Nous n'avons pas utilisé le questionnaire de Joshi pour deux raisons. Il ne s'agit pas d'un questionnaire validé au niveau international et il n'en n'existe pas de traduction française. Nous avons cependant tenu compte des items évalués par Joshi pour construire notre propre questionnaire basé sur notre expérience personnelle et adapté à notre population. La conception du questionnaire a également tenu compte des remarques établies dans l'article d'Irani [2]. Nous confirmons cependant la nécessité de valider au niveau international un questionnaire évaluant le niveau des signes cliniques présentés par les patients porteurs d'EU et le retentissement sur leur qualité de vie.

A partir de cette première étude, nous travaillons actuellement sur un nouveau questionnaire qui intégrera des échelles visuelles analogiques supplémentaires permettant d'évaluer le retentissement social, professionnel et sexuel des patients porteurs d'EU. Enfin, il semble intéressant d'utiliser périodiquement ces types de questionnaires pendant toute la durée d'implantation de l'EU. Nous proposons donc l'utilisation d'internet pour permettre aux patients de remplir ces questionnaires.
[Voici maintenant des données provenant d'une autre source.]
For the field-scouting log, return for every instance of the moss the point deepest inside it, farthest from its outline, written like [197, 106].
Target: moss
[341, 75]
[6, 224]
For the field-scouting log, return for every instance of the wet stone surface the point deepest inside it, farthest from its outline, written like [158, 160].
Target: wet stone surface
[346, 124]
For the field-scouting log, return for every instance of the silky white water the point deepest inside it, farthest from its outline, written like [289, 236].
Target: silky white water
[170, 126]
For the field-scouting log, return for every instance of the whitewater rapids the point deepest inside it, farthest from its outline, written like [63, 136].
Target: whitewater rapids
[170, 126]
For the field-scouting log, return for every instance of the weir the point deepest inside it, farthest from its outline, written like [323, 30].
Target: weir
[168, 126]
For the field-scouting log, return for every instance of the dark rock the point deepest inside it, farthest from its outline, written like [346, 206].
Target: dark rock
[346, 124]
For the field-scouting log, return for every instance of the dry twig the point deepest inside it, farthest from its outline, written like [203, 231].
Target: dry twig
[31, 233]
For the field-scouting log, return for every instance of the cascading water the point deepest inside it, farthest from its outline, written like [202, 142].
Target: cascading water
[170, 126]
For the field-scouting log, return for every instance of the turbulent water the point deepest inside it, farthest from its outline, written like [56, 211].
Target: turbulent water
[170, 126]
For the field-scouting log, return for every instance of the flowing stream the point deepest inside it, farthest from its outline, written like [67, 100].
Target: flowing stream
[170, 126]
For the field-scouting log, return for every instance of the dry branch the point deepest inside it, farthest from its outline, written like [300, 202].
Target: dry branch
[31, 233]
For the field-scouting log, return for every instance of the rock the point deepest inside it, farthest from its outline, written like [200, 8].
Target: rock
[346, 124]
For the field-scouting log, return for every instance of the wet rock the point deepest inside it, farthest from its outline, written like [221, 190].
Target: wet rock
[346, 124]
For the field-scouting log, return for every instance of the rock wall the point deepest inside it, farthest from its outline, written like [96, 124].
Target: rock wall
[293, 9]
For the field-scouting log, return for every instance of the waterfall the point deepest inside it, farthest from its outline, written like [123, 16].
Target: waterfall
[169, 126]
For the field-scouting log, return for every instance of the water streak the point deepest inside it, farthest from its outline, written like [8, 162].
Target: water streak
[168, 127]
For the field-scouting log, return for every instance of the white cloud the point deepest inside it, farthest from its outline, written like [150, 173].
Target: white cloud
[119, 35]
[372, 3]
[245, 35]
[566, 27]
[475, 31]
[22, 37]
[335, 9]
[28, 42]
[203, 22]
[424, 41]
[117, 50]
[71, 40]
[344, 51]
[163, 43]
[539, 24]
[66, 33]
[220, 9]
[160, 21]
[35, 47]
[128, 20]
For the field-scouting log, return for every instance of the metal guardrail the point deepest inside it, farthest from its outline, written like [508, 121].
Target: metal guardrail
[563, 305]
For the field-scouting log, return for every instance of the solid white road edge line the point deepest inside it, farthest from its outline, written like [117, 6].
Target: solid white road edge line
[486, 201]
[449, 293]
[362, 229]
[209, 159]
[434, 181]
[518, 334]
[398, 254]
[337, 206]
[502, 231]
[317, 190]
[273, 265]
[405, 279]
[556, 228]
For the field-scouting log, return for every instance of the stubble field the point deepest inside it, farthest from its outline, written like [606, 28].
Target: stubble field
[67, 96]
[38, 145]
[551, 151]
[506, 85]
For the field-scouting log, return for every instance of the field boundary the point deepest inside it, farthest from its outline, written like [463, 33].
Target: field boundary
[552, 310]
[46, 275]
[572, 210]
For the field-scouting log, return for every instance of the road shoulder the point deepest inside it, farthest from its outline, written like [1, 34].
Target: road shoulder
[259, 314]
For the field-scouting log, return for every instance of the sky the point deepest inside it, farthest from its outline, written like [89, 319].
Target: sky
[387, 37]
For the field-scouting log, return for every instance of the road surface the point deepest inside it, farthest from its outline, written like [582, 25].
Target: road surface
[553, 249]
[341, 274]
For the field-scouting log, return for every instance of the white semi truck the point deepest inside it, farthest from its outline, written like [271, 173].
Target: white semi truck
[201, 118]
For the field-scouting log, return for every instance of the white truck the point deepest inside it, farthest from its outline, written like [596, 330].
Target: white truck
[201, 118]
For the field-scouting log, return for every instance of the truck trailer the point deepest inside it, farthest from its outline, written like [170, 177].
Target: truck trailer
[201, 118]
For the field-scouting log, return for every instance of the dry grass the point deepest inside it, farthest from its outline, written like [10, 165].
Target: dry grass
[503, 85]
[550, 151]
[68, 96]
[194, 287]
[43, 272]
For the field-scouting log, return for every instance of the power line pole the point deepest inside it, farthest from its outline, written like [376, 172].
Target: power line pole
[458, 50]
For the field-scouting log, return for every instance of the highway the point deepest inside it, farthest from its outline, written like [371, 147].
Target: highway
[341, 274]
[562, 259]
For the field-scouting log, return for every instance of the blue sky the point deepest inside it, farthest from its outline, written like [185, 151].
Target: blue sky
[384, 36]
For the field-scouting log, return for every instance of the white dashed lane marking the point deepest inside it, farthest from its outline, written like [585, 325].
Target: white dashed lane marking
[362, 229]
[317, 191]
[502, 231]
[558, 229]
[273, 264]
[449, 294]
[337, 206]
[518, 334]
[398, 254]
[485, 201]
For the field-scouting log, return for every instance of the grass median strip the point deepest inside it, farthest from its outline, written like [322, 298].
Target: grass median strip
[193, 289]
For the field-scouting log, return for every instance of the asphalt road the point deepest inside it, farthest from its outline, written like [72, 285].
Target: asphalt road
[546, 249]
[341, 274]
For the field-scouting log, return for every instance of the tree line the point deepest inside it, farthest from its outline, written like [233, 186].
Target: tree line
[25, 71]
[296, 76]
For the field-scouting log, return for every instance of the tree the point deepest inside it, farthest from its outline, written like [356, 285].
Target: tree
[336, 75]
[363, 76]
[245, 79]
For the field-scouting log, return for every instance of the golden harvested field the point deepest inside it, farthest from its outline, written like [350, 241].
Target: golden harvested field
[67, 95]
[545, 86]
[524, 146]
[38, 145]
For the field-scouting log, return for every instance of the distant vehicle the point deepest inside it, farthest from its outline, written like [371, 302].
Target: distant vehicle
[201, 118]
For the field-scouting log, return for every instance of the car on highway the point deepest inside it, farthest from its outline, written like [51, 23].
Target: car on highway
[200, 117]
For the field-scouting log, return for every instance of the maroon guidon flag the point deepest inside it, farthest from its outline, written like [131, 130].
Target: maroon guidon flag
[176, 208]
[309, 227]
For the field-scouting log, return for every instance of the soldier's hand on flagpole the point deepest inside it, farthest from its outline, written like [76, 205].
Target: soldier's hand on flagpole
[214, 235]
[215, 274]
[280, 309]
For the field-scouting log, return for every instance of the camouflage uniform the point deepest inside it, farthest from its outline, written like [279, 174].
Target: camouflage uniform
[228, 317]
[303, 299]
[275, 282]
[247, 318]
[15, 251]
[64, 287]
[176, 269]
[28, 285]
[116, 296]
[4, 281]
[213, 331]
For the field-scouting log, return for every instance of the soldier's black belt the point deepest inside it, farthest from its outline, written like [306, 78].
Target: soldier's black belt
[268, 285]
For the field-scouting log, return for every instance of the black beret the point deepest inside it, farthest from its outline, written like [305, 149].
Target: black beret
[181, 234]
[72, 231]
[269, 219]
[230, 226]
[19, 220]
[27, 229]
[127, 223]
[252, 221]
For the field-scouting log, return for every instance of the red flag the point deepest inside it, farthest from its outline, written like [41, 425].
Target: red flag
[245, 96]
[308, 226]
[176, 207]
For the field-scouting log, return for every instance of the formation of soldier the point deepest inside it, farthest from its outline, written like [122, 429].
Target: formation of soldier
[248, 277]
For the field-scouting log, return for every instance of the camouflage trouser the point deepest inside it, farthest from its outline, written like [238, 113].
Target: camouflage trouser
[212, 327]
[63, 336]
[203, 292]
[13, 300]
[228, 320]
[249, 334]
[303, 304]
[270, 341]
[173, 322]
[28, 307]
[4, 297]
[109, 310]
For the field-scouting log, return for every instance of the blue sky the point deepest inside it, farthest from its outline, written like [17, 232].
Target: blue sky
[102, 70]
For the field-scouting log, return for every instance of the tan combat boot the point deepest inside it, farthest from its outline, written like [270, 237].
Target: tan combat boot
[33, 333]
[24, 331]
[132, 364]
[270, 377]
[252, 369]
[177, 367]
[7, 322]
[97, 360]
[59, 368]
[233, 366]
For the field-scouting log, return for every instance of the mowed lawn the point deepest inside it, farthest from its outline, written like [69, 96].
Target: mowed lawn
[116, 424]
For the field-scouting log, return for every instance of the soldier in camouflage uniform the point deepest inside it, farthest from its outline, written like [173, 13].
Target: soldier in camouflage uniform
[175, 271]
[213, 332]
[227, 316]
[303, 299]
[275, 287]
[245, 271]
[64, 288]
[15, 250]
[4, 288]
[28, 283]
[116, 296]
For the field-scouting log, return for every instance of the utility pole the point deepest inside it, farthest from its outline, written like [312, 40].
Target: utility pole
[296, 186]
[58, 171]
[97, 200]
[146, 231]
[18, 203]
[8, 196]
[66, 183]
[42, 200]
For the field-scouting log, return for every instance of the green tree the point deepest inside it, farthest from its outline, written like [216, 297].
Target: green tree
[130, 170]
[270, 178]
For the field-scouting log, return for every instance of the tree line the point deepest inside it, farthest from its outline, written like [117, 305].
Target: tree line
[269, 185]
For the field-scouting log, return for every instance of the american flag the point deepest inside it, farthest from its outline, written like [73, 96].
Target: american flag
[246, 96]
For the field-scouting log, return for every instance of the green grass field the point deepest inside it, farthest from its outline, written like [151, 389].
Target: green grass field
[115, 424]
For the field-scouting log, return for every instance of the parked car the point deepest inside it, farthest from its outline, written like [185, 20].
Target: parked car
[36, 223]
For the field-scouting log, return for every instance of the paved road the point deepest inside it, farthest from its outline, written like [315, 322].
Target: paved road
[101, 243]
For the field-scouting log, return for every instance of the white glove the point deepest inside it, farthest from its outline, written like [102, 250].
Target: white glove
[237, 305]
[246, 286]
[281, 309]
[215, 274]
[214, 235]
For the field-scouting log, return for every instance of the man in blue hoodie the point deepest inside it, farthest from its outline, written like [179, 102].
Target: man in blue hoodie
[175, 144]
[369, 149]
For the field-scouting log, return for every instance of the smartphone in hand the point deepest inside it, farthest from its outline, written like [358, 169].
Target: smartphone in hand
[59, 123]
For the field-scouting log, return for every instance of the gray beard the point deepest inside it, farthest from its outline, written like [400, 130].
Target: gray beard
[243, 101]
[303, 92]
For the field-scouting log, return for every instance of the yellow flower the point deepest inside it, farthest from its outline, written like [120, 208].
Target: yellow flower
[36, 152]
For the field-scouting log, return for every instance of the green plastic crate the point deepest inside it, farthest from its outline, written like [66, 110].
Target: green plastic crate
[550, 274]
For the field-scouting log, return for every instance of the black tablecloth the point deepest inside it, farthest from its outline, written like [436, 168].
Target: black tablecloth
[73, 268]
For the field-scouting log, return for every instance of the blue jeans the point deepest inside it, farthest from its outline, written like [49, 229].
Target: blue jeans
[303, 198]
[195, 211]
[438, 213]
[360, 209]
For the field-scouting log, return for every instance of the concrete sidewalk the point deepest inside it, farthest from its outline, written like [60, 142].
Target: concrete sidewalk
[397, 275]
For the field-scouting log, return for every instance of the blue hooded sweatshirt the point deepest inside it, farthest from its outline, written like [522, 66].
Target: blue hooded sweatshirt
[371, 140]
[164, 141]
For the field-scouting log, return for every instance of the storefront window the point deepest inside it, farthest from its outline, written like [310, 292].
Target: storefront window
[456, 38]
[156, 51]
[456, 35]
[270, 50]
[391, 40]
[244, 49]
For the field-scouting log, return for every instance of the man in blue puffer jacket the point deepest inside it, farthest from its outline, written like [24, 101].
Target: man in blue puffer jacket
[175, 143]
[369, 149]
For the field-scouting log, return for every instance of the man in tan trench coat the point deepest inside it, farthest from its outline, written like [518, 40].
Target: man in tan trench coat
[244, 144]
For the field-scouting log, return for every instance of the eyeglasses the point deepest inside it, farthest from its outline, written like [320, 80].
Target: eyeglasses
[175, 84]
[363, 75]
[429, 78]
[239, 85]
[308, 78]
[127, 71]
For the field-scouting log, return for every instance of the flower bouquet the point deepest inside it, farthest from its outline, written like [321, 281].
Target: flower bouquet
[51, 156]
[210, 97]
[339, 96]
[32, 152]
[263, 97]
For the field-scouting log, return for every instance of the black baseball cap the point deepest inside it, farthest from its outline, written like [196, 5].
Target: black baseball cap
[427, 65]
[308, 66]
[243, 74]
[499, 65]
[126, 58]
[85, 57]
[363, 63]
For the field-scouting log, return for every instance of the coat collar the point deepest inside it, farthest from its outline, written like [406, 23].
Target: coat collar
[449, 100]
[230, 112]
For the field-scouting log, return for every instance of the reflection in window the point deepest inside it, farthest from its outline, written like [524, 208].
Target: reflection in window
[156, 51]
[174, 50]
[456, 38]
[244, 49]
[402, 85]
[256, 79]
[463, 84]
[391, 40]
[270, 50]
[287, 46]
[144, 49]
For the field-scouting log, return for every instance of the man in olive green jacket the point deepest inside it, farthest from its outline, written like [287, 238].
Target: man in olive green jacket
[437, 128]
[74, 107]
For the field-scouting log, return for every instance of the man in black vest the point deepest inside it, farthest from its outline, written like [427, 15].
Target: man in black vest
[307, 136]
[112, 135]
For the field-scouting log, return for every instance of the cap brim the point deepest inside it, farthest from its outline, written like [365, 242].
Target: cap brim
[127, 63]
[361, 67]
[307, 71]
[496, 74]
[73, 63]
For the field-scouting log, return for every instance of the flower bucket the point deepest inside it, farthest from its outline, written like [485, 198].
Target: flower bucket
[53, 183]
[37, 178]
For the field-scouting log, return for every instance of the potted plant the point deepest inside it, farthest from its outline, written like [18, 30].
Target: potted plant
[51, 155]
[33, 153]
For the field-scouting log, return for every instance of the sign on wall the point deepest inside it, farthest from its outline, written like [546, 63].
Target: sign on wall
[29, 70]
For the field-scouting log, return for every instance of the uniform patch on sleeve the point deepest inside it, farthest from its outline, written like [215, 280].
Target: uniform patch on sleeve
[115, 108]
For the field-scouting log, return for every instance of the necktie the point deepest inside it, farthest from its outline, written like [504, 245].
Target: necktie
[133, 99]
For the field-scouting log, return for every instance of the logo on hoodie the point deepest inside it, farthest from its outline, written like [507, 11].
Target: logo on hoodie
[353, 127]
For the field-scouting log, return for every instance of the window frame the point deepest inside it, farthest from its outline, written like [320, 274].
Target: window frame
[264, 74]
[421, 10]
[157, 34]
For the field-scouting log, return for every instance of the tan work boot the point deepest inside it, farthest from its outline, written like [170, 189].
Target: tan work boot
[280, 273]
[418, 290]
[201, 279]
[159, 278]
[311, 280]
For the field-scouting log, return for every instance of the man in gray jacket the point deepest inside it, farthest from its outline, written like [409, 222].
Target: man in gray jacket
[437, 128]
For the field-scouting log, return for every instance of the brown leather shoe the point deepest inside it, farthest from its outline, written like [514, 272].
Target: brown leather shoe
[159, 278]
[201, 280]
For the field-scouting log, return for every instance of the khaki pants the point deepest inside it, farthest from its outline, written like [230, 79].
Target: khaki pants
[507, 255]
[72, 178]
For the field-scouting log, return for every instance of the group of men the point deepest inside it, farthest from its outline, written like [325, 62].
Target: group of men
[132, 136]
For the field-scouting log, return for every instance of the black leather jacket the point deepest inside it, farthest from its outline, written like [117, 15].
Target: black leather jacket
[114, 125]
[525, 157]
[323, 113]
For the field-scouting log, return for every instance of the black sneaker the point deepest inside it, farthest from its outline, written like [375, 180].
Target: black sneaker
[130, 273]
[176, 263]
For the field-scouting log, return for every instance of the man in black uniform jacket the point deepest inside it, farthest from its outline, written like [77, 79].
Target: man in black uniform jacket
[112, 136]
Le patient recevra par courrier électronique les questionnaires symptômes et qualité de vie qu'il complètera et adressera à l'investigateur. Cette étude est en cours dans notre institution.

CONCLUSIONS

Les données de notre étude confirment que la morbidité des EU est importante. Il est donc essentiel que les Urologues évaluent le retentissement des EU en termes de symptômes engendrés mais aussi et surtout en terme de retentissement sur la qualité de vie des patients ayant eu d'EU. Pour cela il reste nécessaire de développer un outil fiable et idéalement validé au niveau international sur le modèle du score IPSS-qualité de vie pour l'hypertrophie bénigne de la prostate. Enfin, nous proposons de réaliser cette évaluation périodiquement par l'utilisation des courriers électroniques.